Article
citation information:
Dogan, E. Analysis and comparison of long
short-term memory networks short-term traffic prediction performance. Scientific Journal of Silesian University of
Technology. Series Transport. 2020, 107,
19-32. ISSN: 0209-3324. DOI: https://doi.org/10.20858/sjsutst.2020.107.2.
Erdem DOGAN[1]
ANALYSIS
AND COMPARISON OF LONG SHORT-TERM MEMORY NETWORKS SHORT-TERM TRAFFIC PREDICTION
PERFORMANCE
Summary. Long short-term memory networks (LSTM) produces
promising results in the prediction of traffic flows. However, LSTM needs large
numbers of data to produce satisfactory results. Therefore, the effect of LSTM
training set size on performance and optimum training set size for short-term
traffic flow prediction problems were investigated in this study. To achieve
this, the numbers of data in the training set was set between 480 and 2800, and
the prediction performance of the LSTMs trained using these adjusted training
sets was measured. In addition, LSTM prediction results were compared with
nonlinear autoregressive neural networks (NAR) trained using the same training
sets. Consequently, it was seen that the increase in LSTM's training cluster
size increased performance to a certain point. However, after this point, the
performance decreased. Three main results emerged in this study: First, the
optimum training set size for LSTM significantly improves the prediction
performance of the model. Second, LSTM makes short-term traffic forecasting
better than NAR. Third, LSTM predictions fluctuate less than the NAR model
following instant traffic flow changes.
Keywords: deep learning, traffic flow, short-term,
prediction, LSTM, nonlinear autoregressive, training set size
1. INTRODUCTION
Nowadays,
the number of vehicles and travel demands are increasing rapidly. This increase
is responsible for delays, fuel loss and high emissions globally. For this
reason, the efficiency of road capacities should be increased by directing and
controlling road traffic with intelligent transport systems (ITS). However, ITS
needs information about the current status of traffic variables and future
estimates of this information (for example, volume, speed, travel time, etc.).

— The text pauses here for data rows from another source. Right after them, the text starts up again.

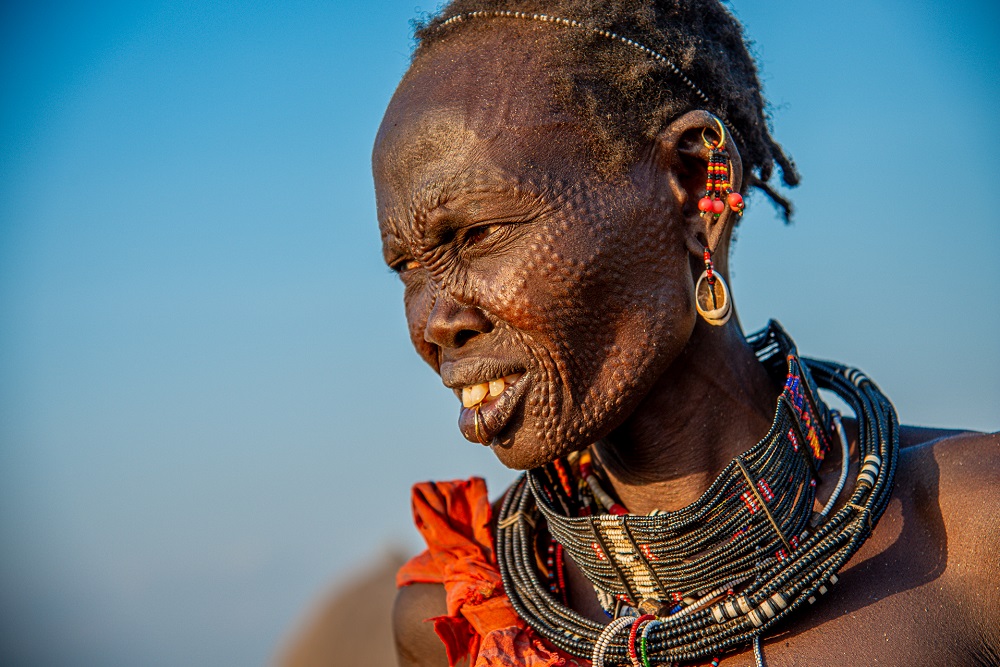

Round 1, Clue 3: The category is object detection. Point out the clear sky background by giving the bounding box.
[1,1,997,665]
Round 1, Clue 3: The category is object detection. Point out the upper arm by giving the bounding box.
[930,432,1000,654]
[393,583,450,667]
[932,431,1000,569]
[919,431,1000,582]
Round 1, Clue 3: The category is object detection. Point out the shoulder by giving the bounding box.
[894,426,999,553]
[393,582,450,667]
[393,479,514,667]
[896,432,1000,664]
[895,426,999,516]
[893,428,1000,626]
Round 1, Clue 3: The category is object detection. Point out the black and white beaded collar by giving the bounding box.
[496,321,899,664]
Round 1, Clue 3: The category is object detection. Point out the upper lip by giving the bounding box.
[440,358,525,391]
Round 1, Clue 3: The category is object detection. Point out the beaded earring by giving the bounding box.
[695,247,732,326]
[697,119,745,219]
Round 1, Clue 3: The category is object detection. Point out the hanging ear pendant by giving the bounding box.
[696,247,732,326]
[697,119,745,220]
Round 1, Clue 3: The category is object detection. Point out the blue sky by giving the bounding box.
[1,1,997,665]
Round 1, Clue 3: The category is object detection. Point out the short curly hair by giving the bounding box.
[412,0,799,220]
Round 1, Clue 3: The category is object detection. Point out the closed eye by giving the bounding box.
[390,258,421,274]
[464,223,503,246]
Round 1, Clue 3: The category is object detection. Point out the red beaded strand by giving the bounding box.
[628,615,656,667]
[553,458,574,498]
[697,124,745,219]
[546,541,558,596]
[703,247,719,309]
[545,535,570,606]
[703,248,715,285]
[554,542,568,606]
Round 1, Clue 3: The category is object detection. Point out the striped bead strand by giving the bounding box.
[628,615,656,667]
[496,324,898,664]
[593,616,634,667]
[639,618,661,667]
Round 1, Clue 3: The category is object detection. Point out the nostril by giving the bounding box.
[424,294,493,349]
[453,329,479,347]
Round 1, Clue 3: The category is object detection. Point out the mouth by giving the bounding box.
[455,372,526,446]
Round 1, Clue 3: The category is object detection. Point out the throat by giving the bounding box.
[595,324,779,514]
[495,322,898,664]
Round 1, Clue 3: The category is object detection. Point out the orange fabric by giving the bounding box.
[397,478,589,667]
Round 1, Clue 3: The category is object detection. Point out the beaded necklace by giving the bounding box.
[495,322,898,665]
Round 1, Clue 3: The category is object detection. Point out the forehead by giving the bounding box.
[372,25,593,238]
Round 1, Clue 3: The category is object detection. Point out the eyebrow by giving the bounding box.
[412,179,551,230]
[384,170,557,265]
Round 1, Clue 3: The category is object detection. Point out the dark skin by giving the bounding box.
[374,25,1000,667]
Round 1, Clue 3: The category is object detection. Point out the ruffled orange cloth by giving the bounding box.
[397,478,590,667]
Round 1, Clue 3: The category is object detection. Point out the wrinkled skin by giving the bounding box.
[373,40,691,471]
[373,26,767,474]
[372,24,1000,667]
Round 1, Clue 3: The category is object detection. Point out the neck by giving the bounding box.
[506,324,899,660]
[594,320,778,515]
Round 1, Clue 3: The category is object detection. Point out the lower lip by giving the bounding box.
[458,376,528,445]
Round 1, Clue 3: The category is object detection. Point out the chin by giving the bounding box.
[488,425,552,471]
[482,360,659,470]
[488,413,593,471]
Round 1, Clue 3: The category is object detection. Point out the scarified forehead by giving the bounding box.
[372,25,597,240]
[374,23,572,154]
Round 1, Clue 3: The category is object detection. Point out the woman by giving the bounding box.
[373,2,999,665]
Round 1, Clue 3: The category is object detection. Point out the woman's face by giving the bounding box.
[372,28,698,469]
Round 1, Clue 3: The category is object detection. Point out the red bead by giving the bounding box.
[609,503,628,515]
[727,192,744,210]
[712,199,725,214]
[698,197,714,212]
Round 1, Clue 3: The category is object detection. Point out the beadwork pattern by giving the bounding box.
[495,321,899,664]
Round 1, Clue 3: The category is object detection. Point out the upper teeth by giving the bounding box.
[462,373,522,408]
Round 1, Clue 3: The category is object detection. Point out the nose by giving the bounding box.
[424,292,493,349]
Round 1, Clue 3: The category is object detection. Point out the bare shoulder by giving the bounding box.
[894,427,1000,603]
[897,426,1000,514]
[393,582,449,667]
[792,427,1000,663]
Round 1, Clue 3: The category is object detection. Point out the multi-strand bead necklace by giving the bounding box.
[495,322,898,665]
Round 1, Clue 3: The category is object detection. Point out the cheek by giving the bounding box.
[481,226,612,332]
[522,207,689,404]
[498,212,664,351]
[403,279,439,371]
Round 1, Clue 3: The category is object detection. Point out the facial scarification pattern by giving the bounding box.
[386,159,690,469]
[374,26,699,470]
[412,0,800,219]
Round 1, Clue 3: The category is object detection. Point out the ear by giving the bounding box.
[651,110,744,263]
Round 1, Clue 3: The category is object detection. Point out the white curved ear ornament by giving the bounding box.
[695,269,732,326]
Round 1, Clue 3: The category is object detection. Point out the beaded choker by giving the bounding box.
[495,322,899,665]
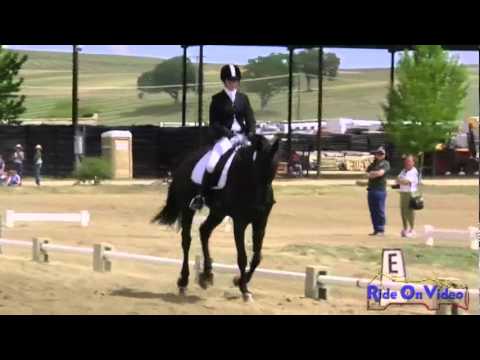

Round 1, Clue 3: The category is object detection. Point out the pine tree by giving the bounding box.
[382,45,469,171]
[0,45,28,125]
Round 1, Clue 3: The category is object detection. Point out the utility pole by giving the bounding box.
[198,46,204,128]
[296,73,301,121]
[72,45,81,171]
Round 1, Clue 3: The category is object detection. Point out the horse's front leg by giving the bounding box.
[177,209,194,294]
[198,212,225,289]
[232,218,251,301]
[244,213,268,285]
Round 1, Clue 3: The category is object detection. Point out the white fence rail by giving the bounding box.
[424,225,479,250]
[0,238,477,315]
[4,210,90,228]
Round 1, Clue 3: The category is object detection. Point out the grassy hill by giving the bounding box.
[10,50,480,126]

For ITS to be more efficient, it is important that traffic parameters be
accurately estimated, especially in the short term. Thus, ITS can make fast and
accurate decisions for future traffic situations. For this reason, studies on
predicting the short-term future situation of traffic become important.
Researchers are working to make these predictions more accurate by developing
new methods. Especially as deep learning has proven itself in many areas, the
use of deep learning in short term traffic prediction has accelerated.

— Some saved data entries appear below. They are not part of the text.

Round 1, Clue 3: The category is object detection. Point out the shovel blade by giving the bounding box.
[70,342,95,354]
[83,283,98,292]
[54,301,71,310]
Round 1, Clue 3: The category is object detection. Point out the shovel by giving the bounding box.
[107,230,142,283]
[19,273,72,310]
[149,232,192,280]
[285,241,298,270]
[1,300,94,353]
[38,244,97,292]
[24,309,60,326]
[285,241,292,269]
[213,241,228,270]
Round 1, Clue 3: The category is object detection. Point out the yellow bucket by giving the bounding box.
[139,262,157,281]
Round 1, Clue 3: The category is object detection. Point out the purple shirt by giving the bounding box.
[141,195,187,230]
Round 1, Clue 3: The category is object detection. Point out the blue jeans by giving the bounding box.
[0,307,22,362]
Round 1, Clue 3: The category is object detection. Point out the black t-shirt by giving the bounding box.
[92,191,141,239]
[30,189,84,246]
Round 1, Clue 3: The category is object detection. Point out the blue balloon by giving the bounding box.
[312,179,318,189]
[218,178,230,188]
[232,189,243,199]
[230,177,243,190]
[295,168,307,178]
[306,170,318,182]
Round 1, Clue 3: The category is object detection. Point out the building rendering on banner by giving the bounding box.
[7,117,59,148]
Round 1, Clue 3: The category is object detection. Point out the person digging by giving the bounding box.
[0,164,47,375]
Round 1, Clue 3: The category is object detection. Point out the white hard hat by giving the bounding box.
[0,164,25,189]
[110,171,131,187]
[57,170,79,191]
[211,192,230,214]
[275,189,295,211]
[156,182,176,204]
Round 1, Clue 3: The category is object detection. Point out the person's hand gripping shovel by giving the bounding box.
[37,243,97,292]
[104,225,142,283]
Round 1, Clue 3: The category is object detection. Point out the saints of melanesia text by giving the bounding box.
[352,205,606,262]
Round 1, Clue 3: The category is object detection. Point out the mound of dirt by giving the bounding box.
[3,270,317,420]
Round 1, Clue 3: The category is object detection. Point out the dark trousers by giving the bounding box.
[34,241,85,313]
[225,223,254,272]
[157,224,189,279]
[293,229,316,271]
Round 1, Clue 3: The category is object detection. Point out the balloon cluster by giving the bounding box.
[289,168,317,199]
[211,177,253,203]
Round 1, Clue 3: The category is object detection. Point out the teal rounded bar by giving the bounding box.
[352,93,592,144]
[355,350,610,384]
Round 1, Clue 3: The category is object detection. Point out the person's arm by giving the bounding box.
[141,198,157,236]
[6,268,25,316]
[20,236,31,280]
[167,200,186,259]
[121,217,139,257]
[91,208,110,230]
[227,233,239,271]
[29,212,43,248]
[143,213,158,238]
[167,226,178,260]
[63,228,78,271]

Therefore, there is a need for research that better demonstrates the potentials
of deep learning in this regard.
The first
study on short-term traffic flow estimation was performed using the Box-Jenkins
method [1]. Time
series methods were used to estimate traffic flow in other studies. [2-8] However,
when artificial intelligence approaches and time series methods were compared,
it was observed that artificial intelligence predicted short term traffic flow
better [9]. Therefore,
in this study, traffic flow estimation models were developed by using
artificial intelligence and deep networks approaches and the size of the
training sets were discussed [10].
Short-term traffic flow estimation was performed with ANNs in earlier times
from deep learning approach. For instance, the dynamic wavelet ANN model was
used to estimate traffic flow [11]. Dynamic
traffic flow modelling is another approach to determine the amount of traffic
flow [12]. ANN and K-NN
were used together to estimate traffic flow [13]. In another
study, multiscale analysis-based intelligent ensemble modelling was used to
predict airway traffic [14]. The
traffic flow was modelled for the city of Istanbul using different time
resolutions and the results were accurate despite the limited data [15] and some
others [15-18]. Deep
learning has recently gained interest in the prediction of various traffic
parameters. Long short-term memory (LSTM) is in the sub-branch of deep
learning. Previous studies on LSTM have evidence that deep learning and the
performance of other methods were compared. For example, LSTM was compared with
regression models [19]. As a
result, LSTM has generally made better predictions, except in some cases. Researchers
developed a model using LSTM to predict the short-term traffic flow in
exceptional traffic conditions. In addition, the authors studied the
characteristics of traffic data [20]. In another
study, LSTM and recurrent ANN models were compared with ARIMA models [21]. As a
result, researchers mentioned that artificial intelligence models work better.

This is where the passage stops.